At first glance this aspect of our discussion may seem a far cry from the role of the camera as voyeur, the image with which I started and which seems to me so important in the evolution of the film medium. Motion pictures brought to the still photograph the only element, the reproduction of motion, that was lacking to simulate life itself. No matter how complicated an art (indeed, a fine art) the film may become, the elementary charm of witnessing life as it happened or may still be happening outstrips in closeness to reality, t life ‘as it is’, any other medium containing representations of the natural world. The visual image is more immediate in communicative terms than the word, either printed or spoken — and anyway, for some time now the film has also possessed the spoken word, absorbed it. As for the visual imagery of the stage, it exists within a literally confined space of which the spectator is always tacitly aware, no matter how many mobility devices are used to create a sense of spatial expansion. The stage cannot hope to achieve what the film achieves without effort: the illusion of being a window opened on the world itself.

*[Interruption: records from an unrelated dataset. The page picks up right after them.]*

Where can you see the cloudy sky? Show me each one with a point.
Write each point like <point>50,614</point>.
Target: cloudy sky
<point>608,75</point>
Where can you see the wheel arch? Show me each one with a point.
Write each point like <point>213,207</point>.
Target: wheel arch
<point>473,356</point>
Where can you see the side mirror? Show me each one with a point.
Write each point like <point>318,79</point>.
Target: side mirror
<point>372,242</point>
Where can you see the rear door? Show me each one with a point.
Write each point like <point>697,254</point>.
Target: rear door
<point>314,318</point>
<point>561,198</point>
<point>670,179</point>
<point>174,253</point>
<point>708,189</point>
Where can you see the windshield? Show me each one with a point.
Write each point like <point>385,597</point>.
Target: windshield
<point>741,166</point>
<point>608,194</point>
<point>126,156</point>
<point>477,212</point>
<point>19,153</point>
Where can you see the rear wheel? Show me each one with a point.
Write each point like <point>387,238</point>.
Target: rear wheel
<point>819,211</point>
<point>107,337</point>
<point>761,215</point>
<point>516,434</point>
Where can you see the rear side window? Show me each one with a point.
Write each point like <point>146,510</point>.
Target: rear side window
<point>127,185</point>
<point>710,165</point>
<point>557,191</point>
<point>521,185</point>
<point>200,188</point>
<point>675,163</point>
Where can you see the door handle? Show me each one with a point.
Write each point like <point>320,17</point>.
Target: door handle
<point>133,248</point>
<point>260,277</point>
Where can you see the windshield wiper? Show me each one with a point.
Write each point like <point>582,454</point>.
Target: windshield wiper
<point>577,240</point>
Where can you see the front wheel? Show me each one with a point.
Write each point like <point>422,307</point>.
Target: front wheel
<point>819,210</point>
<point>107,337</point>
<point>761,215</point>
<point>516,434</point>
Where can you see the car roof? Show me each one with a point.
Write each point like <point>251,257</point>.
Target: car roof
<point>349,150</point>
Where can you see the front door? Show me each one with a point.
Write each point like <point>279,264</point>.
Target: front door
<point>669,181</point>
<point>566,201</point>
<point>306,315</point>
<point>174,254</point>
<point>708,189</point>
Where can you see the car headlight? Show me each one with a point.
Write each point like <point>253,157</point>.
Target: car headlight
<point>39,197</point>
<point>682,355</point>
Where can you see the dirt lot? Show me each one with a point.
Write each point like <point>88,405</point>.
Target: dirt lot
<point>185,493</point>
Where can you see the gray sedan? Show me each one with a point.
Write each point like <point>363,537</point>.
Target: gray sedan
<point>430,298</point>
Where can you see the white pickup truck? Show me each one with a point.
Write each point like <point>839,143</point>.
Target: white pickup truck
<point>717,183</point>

And not only does the world move; the window also moves in the world.

Seven passages from seven page seventeens from six books abandoned in my office at work and one found at home. I should note that the description of Edwin S. Porter’s methodology seems to me to be probably not quite accurate.

RIP Gavin Millar.

The Rise of the American Film by Lewis Jacobs, quoted in The Technique of Film Editing by Karel Reisz & Gavin Millar; How to Film: A Focal Cinebook by G. Wain; The Conquest of New Spain by Bernal Díaz; The Box in the Corner: Television and the Under-Fives by Gwen Dunn; Sculpting in Time by Andrei Tarkovsky; Bertholdt Brecht, quoted in The Brechtian Aspect of Radical Cinema, essays by Martin Walsh; Underground Film: A Critical History by Parker Tyler.